TheEdonian · 2025-06-03T08:46:47 1748940407

Well let's not forget that it's an opinionated source. There is also the point that if you ask it about a topic it will (often) give you the answer that has the most content about it (or easiest to access information).

illiac786 · 2025-06-03T09:16:40 1748942200

Agree.

I find that, for many, LLMs are addictive, a magnet, because it offers to do your work for you, or so it appears. Resisting this temptation is impossibly hard for children for example, and many adults succumb.

A good way to maintain a healthy dose of skepticism about its output and keep on checking this output, is asking the LLM about something that happened after the training cut off.

For example, I asked if lidar could damage phone lenses. And the LLM very convincingly argued it was highly improbable. Because that recently made the news as a danger for phone lenses, and wasn’t part of the training data.

This helps me stay sane and resist the temptation of just accepting LLM output =)

On a side note, the kagi assistant is nice for kids I feel because it links to its sources.

dale_glass · 2025-06-03T10:54:34 1748948074

LIDAR damaging the lens is extremely unlikely. A lens is mostly glass.

What it can damage is the sensor, which is actually not at all the same thing as a lens.

When asking questions it's important to ask the right question.

illiac786 · 2025-06-03T11:25:35 1748949935

Sorry, I meant the sensor

criley2 · 2025-06-03T11:52:12 1748951532

I asked ChatGPT o3 if lidar could damage phone sensors and it said yes https://chatgpt.com/share/683ee007-7338-800e-a6a4-cebc293c46...

I also asked Gemini 2.5 pro preview and it said yes. https://g.co/gemini/share/0aeded9b8220

I find it interesting to always test for myself when someone suggests to me that a "LLM" failed at a task.

illiac786 · 2025-06-03T12:11:05 1748952665

I should have been more specific, but you missed my point I believe.

I tested this at the time on Claude 3.7 sonnet, which have an earlier cut off date and I just tested again with this prompt: “Can the lidar of a self driving car damage a phone camera sensor?” and the answer is still wrong in my test.

I believe the issue is the training cut off date, that’s my point, LLM seem smart but they have limits and when asked about something discovered after training cut off date, they will sometimes confidently be wrong.

criley2 · 2025-06-03T12:46:31 1748954791

I didn't miss your point, rather I wanted you to realize some deeper points I was trying to make

- Not all LLM are the same, and not identifying your tool is problematic because "LLM's can't do a thing" is very different than "The particular model I used failed at this thing". I demonstrated that by showing that many LLMs get the answer right. It puts the onus of correctness entirely on the category of technology, and not the tool used or the skill of the tool user.

- Training data cutoffs are only one part of the equation: Tool use by LLM's allows them to search the internet and run arbitrary code (amongst many other things).

In both of my cases, the training data did not include the results either. Both used a tool call to search the internet for data.

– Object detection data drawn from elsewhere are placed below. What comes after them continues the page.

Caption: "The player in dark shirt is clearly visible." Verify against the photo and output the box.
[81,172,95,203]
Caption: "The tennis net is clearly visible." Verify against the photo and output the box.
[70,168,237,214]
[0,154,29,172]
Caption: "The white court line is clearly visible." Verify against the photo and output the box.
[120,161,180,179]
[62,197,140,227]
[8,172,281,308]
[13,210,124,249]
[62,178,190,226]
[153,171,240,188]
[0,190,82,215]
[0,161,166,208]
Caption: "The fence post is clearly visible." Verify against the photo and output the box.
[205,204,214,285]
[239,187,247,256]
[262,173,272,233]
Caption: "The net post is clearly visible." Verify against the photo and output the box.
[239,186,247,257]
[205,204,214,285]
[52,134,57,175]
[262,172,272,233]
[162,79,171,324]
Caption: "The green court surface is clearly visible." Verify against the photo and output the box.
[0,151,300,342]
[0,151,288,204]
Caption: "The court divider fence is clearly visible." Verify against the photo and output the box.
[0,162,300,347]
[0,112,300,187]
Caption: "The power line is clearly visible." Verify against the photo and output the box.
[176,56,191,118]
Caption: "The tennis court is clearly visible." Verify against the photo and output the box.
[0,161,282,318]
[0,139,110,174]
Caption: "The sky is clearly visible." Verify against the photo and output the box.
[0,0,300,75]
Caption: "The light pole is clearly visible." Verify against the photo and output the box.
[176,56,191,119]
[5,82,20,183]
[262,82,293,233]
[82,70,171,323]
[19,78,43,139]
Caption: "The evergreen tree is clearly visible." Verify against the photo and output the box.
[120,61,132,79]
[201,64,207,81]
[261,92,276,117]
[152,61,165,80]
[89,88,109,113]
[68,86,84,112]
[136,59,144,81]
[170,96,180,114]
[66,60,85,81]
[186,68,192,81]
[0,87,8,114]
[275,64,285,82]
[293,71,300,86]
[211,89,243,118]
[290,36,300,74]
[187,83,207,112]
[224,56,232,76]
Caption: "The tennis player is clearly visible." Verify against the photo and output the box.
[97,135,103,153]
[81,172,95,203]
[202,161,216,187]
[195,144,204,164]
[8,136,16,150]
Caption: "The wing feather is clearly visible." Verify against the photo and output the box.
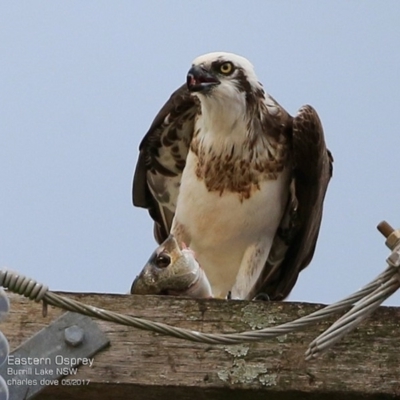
[247,105,333,300]
[132,84,199,243]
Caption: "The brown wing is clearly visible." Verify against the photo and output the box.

Not realizing that modern AI tools are more than an LLM with training data, but rather have tool calling, full internet access, and can access and reason about a wide variety of up to date data sources demonstrates a fundamental misunderstanding about modern AI tools.

Having said that:

Claude Sonnet 4.0 says "yes": https://claude.ai/share/001e16f8-20ea-4941-a181-48311252bca0

Personally, I don't use Claude for this kind of thing because while it's proven to be a very good at being a coding assistant and interacting with my IDE in an "agentic" manner, it's clearly not designed to be a deep research assistant that broadly searches the internet and other data sources to provide accurate and up to date information. (This would mean that ai/model selection is a skill issue and getting good results from AI tools is a skill, which is borne out by the fact that I get the right answer every time I try, and you can't get the right answer once).

illiac786 · 2025-06-04T19:45:00 1749066300

Still not getting it I think.

My point is: LLMs sound very plausible and very confident when they are wrong.

That’s it. And I was just offering a trick to help remembering this, to keep checking their output – nothing else.

ivape · 2025-06-03T08:48:38 1748940518

This is pre-Covid HN thread on work from home:

https://news.ycombinator.com/item?id=22221507

It’s eerie. It’s historical. These threads from these past two years about what the future of AI will be will read like ghost stories. Like Rose having flash backs of the Titanic. It’s worth documenting. We honestly could be having the most ominous discussion of what’s to come.

We sit around and complain about dips in hiring, that’s nothing. The iceberg just hit. We’ve got 6 hours left.

ignoramous · 2025-06-03T09:03:45 1748941425

> We sit around and complain about dips in hiring, that’s nothing. The iceberg just hit. We’ve got 6 hours left.

At least we've got hacker news to ourselves, have we not ... https://news.ycombinator.com/item?id=44130743

Pamar · 2025-06-03T09:21:23 1748942483

Partially OT:

Yesterday I asked Chat GPT which was the Japanese Twin City for Venice (Italy). This was just a quick offhand question because I needed the answer for a post on IG, so not exactly a death or life situation.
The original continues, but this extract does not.